Kryzys na rynku jaj w Stanach Zjednoczonych trwa już od kilku lat. Rozprzestrzeniający się wirus ptasiej grypy dziesiątkuje stada kur niosek wpływając na deficyt jaj na rynku. To przekłada się nie tylko na braki sklepowe, ale także szybujące ceny. BBC donosi o incydencie, który miał miejsce w jednym z amerykańskich sklepów. Złodziej miał ukraść z placówki ponad 100 000 jaj.
Kryzys na rynku jaj w Stanach Zjednoczonych
Napad, którego celem była kradzież jaj, miał miejsce w jednym ze sklepów sieci Waffle House w Pensylwanii. Jak informuje BBC powołując się na komunikat policji, doszło do kradzieży ponad 100 000 jaj o wartości 40 tys. dolarów. Złodzieje zapakowali towar na pakę ciężarówki.
"Cena jajek wzrosła w związku z epidemią ptasiej grypy, przez co stały się one nieoczekiwanie kosztowną opcją w menu" – komentuje BBC dodając przy tym, że zgodnie z danymi rządowymi, w ciągu ostatniego roku wzrosły one o 65%. Problem związany z ptasią grypą trwa w Stanach Zjednoczonych od 2022 roku. Sieci handlowe przyjmują różne strategie radzenia sobie z niedoborami tego produktu.

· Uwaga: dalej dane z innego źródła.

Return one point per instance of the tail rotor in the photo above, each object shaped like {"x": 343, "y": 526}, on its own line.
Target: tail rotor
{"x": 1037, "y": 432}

Sieć sklepów Waffle House, która padła ofiarą rabunku, poinformowała we wtorek o wprowadzeniu dodatkowej opłaty za zakup jaj. Ma ona wynosić 50 centów za każde jajko. Z kolei w 2023 roku sieć sklepów Dollar Tree wycofała jaja ze sprzedaży. Wysokie ceny tego towaru nie pasowały do strategii sieci, która większość produktów sprzedaje w cenie nie przekraczającej 1,25 dolara.